When you add Gaussian noise, the smallest and largest observations are no longer sufficient for and MLEs of $a,b$.
Instead consider the likelihood which, in the usual way, is given by the product of the density of each $\mathbf{y}_i$, in this case given by \begin{align} f(\mathbf{y})&=\int_a^b f(\mathbf{y}|z)f(z)dz \\&=\frac1{2\pi\sigma_v^2}\int_a^b e^{-\frac1{2\sigma_v^2}[(y_1-z)^2+y_2^2]}\frac1{b-a}dz \\&=\frac1{\sqrt{2\pi}\sigma_u}e^{-\frac{y_2^2}{2\sigma_u^2}}\frac{\Phi(\frac{y_1-a}{\sigma_u})-\Phi(\frac{y_1-b}{\sigma_u})}{b-a}, \end{align} where $\Phi$ is the standard normal cdf.
The resulting likelihood (or its log) should be straightforward to maximise numerically with respect to $a, b, \sigma_u^2$.
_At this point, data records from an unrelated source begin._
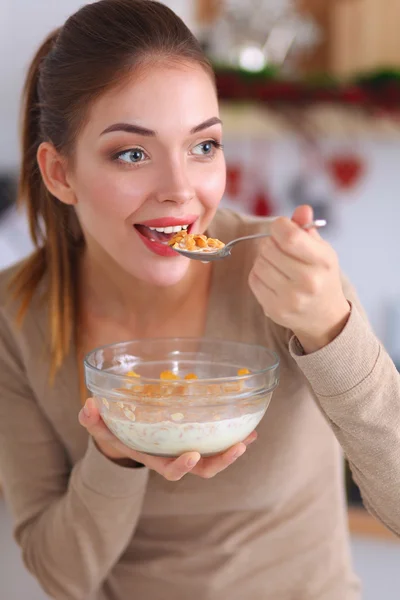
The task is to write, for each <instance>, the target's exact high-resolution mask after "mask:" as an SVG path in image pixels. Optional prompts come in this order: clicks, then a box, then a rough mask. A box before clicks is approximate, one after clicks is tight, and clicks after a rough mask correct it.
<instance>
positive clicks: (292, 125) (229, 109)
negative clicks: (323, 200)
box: [221, 101, 400, 141]
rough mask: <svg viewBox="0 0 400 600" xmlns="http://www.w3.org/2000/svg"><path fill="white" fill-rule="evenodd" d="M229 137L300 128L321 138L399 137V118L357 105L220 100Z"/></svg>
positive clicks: (282, 133)
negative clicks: (373, 112)
mask: <svg viewBox="0 0 400 600" xmlns="http://www.w3.org/2000/svg"><path fill="white" fill-rule="evenodd" d="M221 118H222V121H223V123H224V132H225V135H226V136H227V137H235V136H241V137H252V138H264V139H275V140H276V139H281V138H283V137H288V136H291V135H293V134H295V133H298V132H299V130H300V126H301V129H303V130H305V131H307V132H308V133H309V134H312V135H314V136H319V137H335V138H347V139H348V138H349V137H351V138H352V139H373V140H378V141H379V140H380V141H399V140H400V120H399V119H395V118H393V117H391V116H388V115H382V116H379V117H378V116H376V115H375V116H374V115H369V114H367V113H366V112H364V111H362V110H359V109H358V108H354V107H347V106H338V105H333V104H332V105H331V104H325V103H323V104H313V105H311V106H304V107H281V108H277V109H273V108H269V107H268V108H267V107H265V106H262V105H261V104H258V103H250V102H249V103H247V102H243V103H239V102H238V103H236V102H229V101H225V102H221Z"/></svg>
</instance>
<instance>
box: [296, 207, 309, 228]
mask: <svg viewBox="0 0 400 600" xmlns="http://www.w3.org/2000/svg"><path fill="white" fill-rule="evenodd" d="M313 219H314V211H313V209H312V207H311V206H310V205H309V204H302V205H301V206H297V207H296V209H295V211H294V213H293V215H292V221H293V222H294V223H296V224H297V225H299V226H300V227H301V226H303V225H307V223H311V221H312V220H313Z"/></svg>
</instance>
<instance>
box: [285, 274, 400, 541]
mask: <svg viewBox="0 0 400 600" xmlns="http://www.w3.org/2000/svg"><path fill="white" fill-rule="evenodd" d="M344 290H345V293H346V297H347V299H348V300H349V302H350V303H351V305H352V310H351V314H350V317H349V320H348V322H347V324H346V326H345V327H344V329H343V331H342V332H341V333H340V334H339V336H338V337H337V338H336V339H335V340H333V341H332V342H331V343H330V344H329V345H328V346H326V347H325V348H322V349H321V350H318V351H317V352H314V353H312V354H309V355H304V352H303V350H302V347H301V345H300V344H299V342H298V340H297V339H296V338H295V337H292V339H291V340H290V344H289V350H290V352H291V354H292V357H293V358H294V360H295V361H296V363H297V365H298V366H299V367H300V369H301V370H302V371H303V373H304V375H305V376H306V378H307V379H308V381H309V383H310V385H311V387H312V389H313V391H314V394H315V395H316V398H317V401H318V403H319V405H320V407H321V409H322V411H323V412H324V414H325V415H326V417H327V419H328V421H329V422H330V424H331V426H332V429H333V431H334V433H335V435H336V437H337V439H338V440H339V443H340V444H341V446H342V448H343V450H344V452H345V454H346V456H347V458H348V460H349V463H350V467H351V470H352V473H353V476H354V479H355V481H356V482H357V484H358V486H359V488H360V491H361V493H362V496H363V501H364V504H365V506H366V508H367V509H368V510H369V511H370V512H371V513H372V514H373V515H374V516H376V517H377V518H379V519H380V520H381V521H382V522H383V523H384V524H385V525H386V527H388V528H389V529H391V530H392V531H393V532H394V533H396V534H397V535H400V502H399V489H400V374H399V373H398V371H397V369H396V367H395V365H394V364H393V362H392V360H391V359H390V357H389V356H388V354H387V352H386V351H385V349H384V348H383V347H382V345H381V343H380V342H379V340H378V339H377V338H376V336H375V335H374V333H373V332H372V330H371V328H370V326H369V324H368V322H367V319H366V316H365V313H364V311H363V309H362V308H361V306H360V303H359V301H358V298H357V296H356V294H355V292H354V290H353V289H352V288H351V286H350V285H349V284H348V283H347V282H345V284H344Z"/></svg>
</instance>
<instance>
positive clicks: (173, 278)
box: [131, 257, 190, 288]
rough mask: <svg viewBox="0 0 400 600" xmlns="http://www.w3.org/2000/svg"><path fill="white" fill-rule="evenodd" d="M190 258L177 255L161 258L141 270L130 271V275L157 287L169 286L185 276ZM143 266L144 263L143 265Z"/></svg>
mask: <svg viewBox="0 0 400 600" xmlns="http://www.w3.org/2000/svg"><path fill="white" fill-rule="evenodd" d="M189 264H190V260H189V259H188V258H183V257H178V258H173V259H169V260H166V259H164V260H162V261H160V262H159V264H153V265H149V266H148V268H147V269H146V268H143V269H141V272H137V271H136V270H135V271H136V272H134V273H133V272H132V271H131V273H132V275H133V276H134V277H135V278H136V279H139V280H141V281H143V282H144V283H147V284H149V285H154V286H157V287H165V288H166V287H170V286H172V285H176V284H177V283H179V282H180V281H182V279H183V278H184V277H185V275H186V273H187V271H188V269H189ZM143 266H144V265H143Z"/></svg>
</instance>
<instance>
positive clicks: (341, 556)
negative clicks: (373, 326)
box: [0, 0, 400, 600]
mask: <svg viewBox="0 0 400 600" xmlns="http://www.w3.org/2000/svg"><path fill="white" fill-rule="evenodd" d="M221 137H222V132H221V123H220V121H219V117H218V104H217V97H216V91H215V85H214V79H213V75H212V71H211V68H210V66H209V64H208V62H207V60H206V58H205V57H204V56H203V54H202V52H201V49H200V48H199V46H198V44H197V42H196V41H195V39H194V38H193V36H192V35H191V33H190V32H189V31H188V30H187V28H186V27H185V26H184V24H183V23H182V22H181V21H180V20H179V19H178V18H177V17H176V16H175V15H174V14H173V13H172V12H171V11H170V10H169V9H168V8H166V7H165V6H163V5H161V4H158V3H157V2H152V1H150V0H101V1H100V2H96V3H92V4H89V5H87V6H85V7H84V8H82V9H81V10H80V11H78V12H77V13H76V14H75V15H73V16H72V17H71V18H70V19H69V20H68V21H67V22H66V23H65V25H64V26H63V27H62V28H61V29H60V30H59V31H56V32H55V33H53V34H52V35H51V36H50V37H49V38H48V39H47V40H46V42H45V43H44V44H43V46H42V47H41V48H40V50H39V51H38V54H37V55H36V57H35V58H34V61H33V64H32V66H31V68H30V71H29V74H28V79H27V83H26V88H25V112H24V124H23V157H22V171H21V186H20V196H21V199H22V201H23V203H24V204H25V206H26V208H27V210H28V215H29V220H30V225H31V232H32V237H33V240H34V242H35V244H36V247H37V250H36V251H35V252H34V254H33V255H32V256H31V257H30V258H29V259H28V260H26V261H25V262H23V263H22V264H20V265H18V266H17V267H14V268H12V269H11V270H8V271H7V272H5V273H3V274H2V276H1V301H2V316H1V329H0V385H1V389H2V397H1V402H0V435H1V452H0V458H1V473H2V483H3V485H4V489H5V493H6V496H7V498H8V502H9V504H10V506H11V508H12V511H13V516H14V520H15V535H16V539H17V541H18V543H19V544H20V546H21V548H22V552H23V557H24V560H25V563H26V565H27V567H28V569H29V570H30V571H31V572H32V573H33V574H34V575H35V576H36V578H37V579H38V581H39V582H40V583H41V585H42V586H43V588H44V590H45V591H46V592H47V593H48V594H49V595H50V596H51V597H53V598H57V599H59V600H61V599H62V600H78V599H79V600H88V599H96V600H100V599H101V600H106V599H107V600H111V599H113V600H126V599H127V598H148V599H151V600H167V599H174V600H187V599H188V598H193V599H196V600H203V599H204V600H205V599H207V600H211V599H212V600H214V599H217V598H218V599H220V598H230V599H231V600H243V598H245V597H248V598H251V599H252V600H269V599H273V600H278V599H279V600H280V599H282V600H284V599H288V600H289V599H290V600H292V599H296V600H300V599H307V600H312V599H315V600H353V599H356V598H359V597H360V596H359V588H358V583H357V580H356V578H355V577H354V575H353V573H352V568H351V561H350V558H349V543H348V532H347V525H346V509H345V501H344V494H343V483H342V468H341V464H342V457H341V452H340V450H339V446H338V444H337V441H336V439H335V436H336V438H337V440H339V442H340V444H341V446H342V447H343V448H344V451H345V453H346V454H347V456H348V458H349V460H350V462H351V465H352V469H353V472H354V475H355V477H356V479H357V481H358V483H359V485H360V487H361V490H362V492H363V495H364V499H365V502H366V504H367V505H368V507H369V508H370V510H371V511H372V512H373V513H374V514H376V515H377V516H378V517H379V518H380V519H381V520H382V521H383V522H384V523H385V524H386V525H387V526H388V527H390V528H391V529H392V530H393V531H395V532H397V533H400V504H399V503H398V501H397V495H398V486H399V478H400V384H399V377H398V374H397V372H396V370H395V368H394V366H393V364H392V363H391V361H390V359H389V357H388V356H387V354H386V353H385V351H384V350H383V349H382V347H381V346H380V344H379V342H378V340H377V339H376V338H375V337H374V335H373V333H372V332H371V330H370V328H369V326H368V324H367V322H366V321H365V319H364V317H363V315H362V313H361V309H360V307H359V305H358V302H357V299H356V298H355V295H354V292H353V291H352V289H351V288H350V287H349V285H348V284H347V283H342V280H341V277H340V272H339V267H338V264H337V259H336V256H335V253H334V252H333V250H332V248H330V246H329V245H328V244H327V243H325V242H324V241H323V240H322V239H321V238H320V236H319V235H318V234H317V232H316V231H311V232H306V231H304V230H302V229H301V227H300V226H301V225H302V224H304V223H306V222H308V221H310V220H311V219H312V211H311V209H310V208H309V207H300V208H299V209H297V210H296V212H295V214H294V215H293V219H292V220H289V219H286V218H281V219H278V220H276V221H274V222H273V223H272V224H270V223H269V222H266V221H264V220H252V219H244V218H242V217H240V216H238V215H235V214H233V213H229V212H226V211H225V212H224V211H217V209H218V204H219V202H220V199H221V196H222V194H223V191H224V185H225V164H224V158H223V153H222V149H221ZM178 225H179V226H183V225H188V226H189V225H190V227H191V230H192V231H194V232H204V231H207V232H208V233H209V234H210V235H211V236H212V237H216V238H219V239H222V240H229V239H232V238H234V237H236V236H239V235H244V234H247V233H254V232H256V231H260V230H265V229H266V228H268V227H270V230H271V233H272V237H271V238H270V239H265V240H264V241H263V242H262V243H260V244H259V245H256V244H250V243H249V244H246V245H243V246H242V247H241V248H240V250H238V251H237V252H236V253H235V255H234V256H233V257H232V258H231V259H229V260H226V261H221V262H220V263H217V264H216V266H215V268H212V267H210V266H209V265H207V266H206V265H204V264H201V263H199V262H196V261H190V260H187V259H185V258H182V257H179V256H176V254H175V253H174V252H173V251H171V250H167V251H166V250H165V246H164V245H163V244H162V243H161V242H160V241H152V240H151V239H150V238H152V237H154V235H152V234H150V229H149V228H150V227H153V228H154V227H158V228H166V227H172V226H178ZM161 234H162V232H161ZM168 235H169V234H168V231H167V232H166V233H165V232H164V234H163V237H164V238H168ZM10 300H11V301H10ZM203 335H204V336H208V337H212V336H214V337H224V338H230V339H234V340H238V341H247V342H255V343H262V344H264V345H266V346H268V347H270V348H272V349H275V350H276V351H277V352H278V353H279V355H280V359H281V384H280V386H279V388H278V389H277V391H276V392H275V394H274V398H273V400H272V403H271V405H270V408H269V410H268V412H267V415H266V417H265V418H264V419H263V421H262V422H261V424H260V426H259V429H258V441H257V442H256V443H255V444H253V445H251V443H252V442H254V441H255V438H256V434H255V433H253V434H252V435H251V436H250V437H249V438H248V439H247V440H244V442H243V443H240V444H237V446H235V447H234V448H231V449H230V450H228V451H227V452H226V453H225V454H223V455H221V456H218V457H214V458H204V459H203V458H201V457H200V455H199V454H197V453H196V452H191V453H187V454H185V455H183V456H181V457H179V458H178V459H176V460H173V459H163V458H155V457H150V456H146V455H144V454H139V453H137V452H134V451H132V450H129V449H128V448H126V447H124V446H123V445H122V444H121V443H119V442H118V441H117V440H116V439H115V438H114V437H113V436H112V435H111V433H109V432H108V430H107V429H106V427H105V425H104V423H103V422H102V420H101V418H100V416H99V413H98V411H97V409H96V408H95V406H94V403H93V401H92V400H90V399H86V391H85V388H84V385H83V383H82V372H81V369H80V367H79V366H80V365H81V364H82V357H83V356H84V355H85V353H87V352H88V351H89V350H91V349H92V348H93V347H96V346H99V345H103V344H106V343H112V342H115V341H118V340H124V339H134V338H149V337H160V336H203ZM82 403H83V404H84V406H83V408H82ZM78 413H79V422H78V418H77V415H78ZM332 431H333V433H332ZM333 434H335V436H334V435H333ZM243 454H244V456H241V455H243ZM239 457H241V458H239Z"/></svg>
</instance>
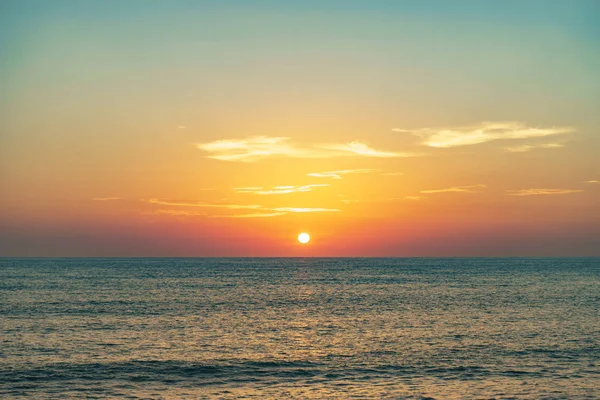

I would expect the MLEs of $a$ and $b$ to be biased, however, just like in the case of uniform observations without Gaussian noise, so some form of bias correction may be needed.
A simpler alternative is perhaps the method-of-moments. With three unknown parameters, we must equate three empirical and theoretical central moments. Since the theoretical skew is zero and so does not depend on $a$, $b$ and $\sigma$, the first, second and forth central moments should be used.
Yet anotherAn alternative is Bayesian inference, perhaps using an improper uniform prior $\pi(\theta_1)\propto 1$ on $\theta_1=\frac{a+b}2$ and an independent scale prior $\pi(\sigma_u)\propto \frac1{\sigma_u}$ on $\sigma_u$. It would be tempting to use an independent, improper scale prior also on $\theta_2=b-a$ but I believe this would make the posterior improper (as in Hobert (1996)) as the likelihood tends to a positive limit as $\theta_2 \rightarrow 0$. A sensible way around this would be to assume that $\sigma_u$ and $\theta_2$ instead are of similar orders of magnitude, e.g. by letting $\pi(\theta_2|\sigma_u)$ be lognormal with a suitable variance.
The argument for the conditional informative prior $\pi(\theta_2|\sigma_u)$ also applies if $\sigma_u$ is known. Thus, completely "objective" Bayesian inference does not seem feasible for this model.